Karl Kasthofer, Forstmeister und Berner Regierungsrat, sorgte sich im 19. Jahrhundert um den Fortbestand der Arve. Verjüngungsversuche würden immer wieder daran scheitern, dass die Dorfjugend die gesäten Samen des Nadelbaums aus der Erde klaube und verspeise, notierte er während einer seiner Reisen durch die Alpen. Die kleinen, kalorienreichen Kerne waren in Zeiten, in denen sich Bergfamilien noch kaum Schokolade leisten konnten, eine beliebte Nascherei; insbesondere in den langen Wintermonaten, da sie sich gut aufbewahren liessen.
An Herbstsonntagen liefen Bewohnerinnen und Bewohner aus den Bündner, Walliser und Berner Bergtälern oft in Scharen in die Wälder, um Arvenzapfen zu sammeln. Entweder hoben sie die Zapfen direkt vom Boden auf, oder sie schlugen sie mit einem langen Stock von den Ästen herab. Mutige kletterten sogar auf einer Leiter in die Baumwipfel hoch. Überliefert ist, dass dabei auch hin und wieder jemand herunterfiel und sich ein Bein brach.
Im Feuer geröstet
Weil die Zapfen nach der Ernte noch harzig waren, wickelte man sie für mehrere Wochen in Heu. Dadurch löste sich nicht nur das Harz, sondern die Samen nahmen auch die Würze von Alpenkräutern an. Manche Familien lagerten die Zapfen zum Nachreifen in ihren Speichern oder Kellern. So öffneten sich die Zapfenschuppen, und die Nüsse fielen fast von allein heraus. An Sonntagnachmittagen oder Winterabenden warf man sie zum Rösten ins Feuer und knackte zum Zeitvertreib eine Nuss nach der anderen mit den Zähnen auf und verspeiste die Sämchen.

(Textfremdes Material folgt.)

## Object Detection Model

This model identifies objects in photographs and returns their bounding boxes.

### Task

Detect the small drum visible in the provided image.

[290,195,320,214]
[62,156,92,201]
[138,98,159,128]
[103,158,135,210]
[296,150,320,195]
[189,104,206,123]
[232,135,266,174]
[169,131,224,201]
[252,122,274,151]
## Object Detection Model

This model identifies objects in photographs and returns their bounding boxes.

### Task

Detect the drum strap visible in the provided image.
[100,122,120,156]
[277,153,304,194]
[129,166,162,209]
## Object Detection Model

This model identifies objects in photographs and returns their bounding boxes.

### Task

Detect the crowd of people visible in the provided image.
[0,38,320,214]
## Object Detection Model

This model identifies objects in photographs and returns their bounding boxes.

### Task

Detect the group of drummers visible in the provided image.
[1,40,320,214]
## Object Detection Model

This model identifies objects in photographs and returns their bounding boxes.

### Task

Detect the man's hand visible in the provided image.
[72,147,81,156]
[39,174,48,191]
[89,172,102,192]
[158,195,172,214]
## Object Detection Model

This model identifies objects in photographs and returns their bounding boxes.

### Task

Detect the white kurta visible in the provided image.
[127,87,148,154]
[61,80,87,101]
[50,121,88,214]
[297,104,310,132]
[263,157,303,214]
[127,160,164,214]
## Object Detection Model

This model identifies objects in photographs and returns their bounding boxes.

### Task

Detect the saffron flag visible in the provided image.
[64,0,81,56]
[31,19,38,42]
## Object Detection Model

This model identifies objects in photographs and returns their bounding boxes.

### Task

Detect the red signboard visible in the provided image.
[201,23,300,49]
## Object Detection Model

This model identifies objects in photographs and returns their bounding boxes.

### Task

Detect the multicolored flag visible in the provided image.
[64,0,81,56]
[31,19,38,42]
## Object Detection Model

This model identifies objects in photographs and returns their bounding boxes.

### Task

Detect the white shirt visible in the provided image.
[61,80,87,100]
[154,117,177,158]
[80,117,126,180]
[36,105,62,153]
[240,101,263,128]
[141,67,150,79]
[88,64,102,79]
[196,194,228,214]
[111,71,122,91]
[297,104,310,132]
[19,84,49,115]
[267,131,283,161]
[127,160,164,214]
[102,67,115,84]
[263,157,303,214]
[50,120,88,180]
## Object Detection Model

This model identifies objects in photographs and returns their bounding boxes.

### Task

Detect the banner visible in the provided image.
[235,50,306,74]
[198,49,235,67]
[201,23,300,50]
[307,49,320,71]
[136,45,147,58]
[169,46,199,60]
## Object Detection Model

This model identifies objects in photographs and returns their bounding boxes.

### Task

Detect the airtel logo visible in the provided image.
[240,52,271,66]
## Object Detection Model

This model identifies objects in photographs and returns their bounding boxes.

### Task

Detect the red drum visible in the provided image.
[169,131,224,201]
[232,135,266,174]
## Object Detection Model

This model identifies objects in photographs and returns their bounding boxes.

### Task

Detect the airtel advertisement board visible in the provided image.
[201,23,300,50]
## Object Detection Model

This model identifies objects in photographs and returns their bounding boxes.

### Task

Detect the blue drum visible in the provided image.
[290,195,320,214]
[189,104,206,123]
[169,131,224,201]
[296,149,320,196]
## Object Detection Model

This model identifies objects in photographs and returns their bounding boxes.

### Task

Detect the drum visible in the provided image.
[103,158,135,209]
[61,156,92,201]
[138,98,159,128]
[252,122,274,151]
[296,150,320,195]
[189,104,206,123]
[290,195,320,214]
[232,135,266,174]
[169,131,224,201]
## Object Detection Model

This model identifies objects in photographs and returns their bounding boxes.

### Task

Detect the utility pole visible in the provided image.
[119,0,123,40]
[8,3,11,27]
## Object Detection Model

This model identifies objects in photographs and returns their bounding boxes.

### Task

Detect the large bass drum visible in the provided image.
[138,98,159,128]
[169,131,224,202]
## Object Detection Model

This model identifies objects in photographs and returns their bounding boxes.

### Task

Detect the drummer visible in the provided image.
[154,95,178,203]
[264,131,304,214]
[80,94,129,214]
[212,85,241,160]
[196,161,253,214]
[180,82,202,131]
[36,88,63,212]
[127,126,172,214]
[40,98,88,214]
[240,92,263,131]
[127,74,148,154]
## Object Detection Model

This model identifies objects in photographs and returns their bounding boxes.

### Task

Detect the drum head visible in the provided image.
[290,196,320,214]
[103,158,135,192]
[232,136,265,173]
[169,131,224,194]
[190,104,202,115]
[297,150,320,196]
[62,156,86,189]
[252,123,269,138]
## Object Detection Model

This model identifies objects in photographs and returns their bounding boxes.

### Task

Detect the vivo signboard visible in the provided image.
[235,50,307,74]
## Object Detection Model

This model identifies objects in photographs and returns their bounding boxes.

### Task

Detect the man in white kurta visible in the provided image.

Das oft zitierte Gerücht, dass die Engadiner Nusstorte ursprünglich mit Arvensamen statt Baumnüssen gebacken wurde, scheint übrigens dem Reich der Märchen entsprungen zu sein: Weder alte Rezeptbücher noch historische Mitschriften geben einen Hinweis darauf. Und auch die Tüfteleien eines in Lavin heimischen Bäckers, der eine Arvennusstorte nachbacken wollte, deuten nicht auf diese ursprüngliche Verwendung hin: «Die Nüsse sind zu weich und verlieren in der Karamellmasse ihren Biss», erklärt der Bäcker Arthur Thoma. Auch der harzige Geschmack passe nicht so richtig zum Mürbeteig der Nusstorte. Inspiriert von seinen Versuchen, kreierte er stattdessen eine neue Leckerei: Haferkekse mit Arvensamen. Das Rezept soll aber Familiengeheimnis bleiben.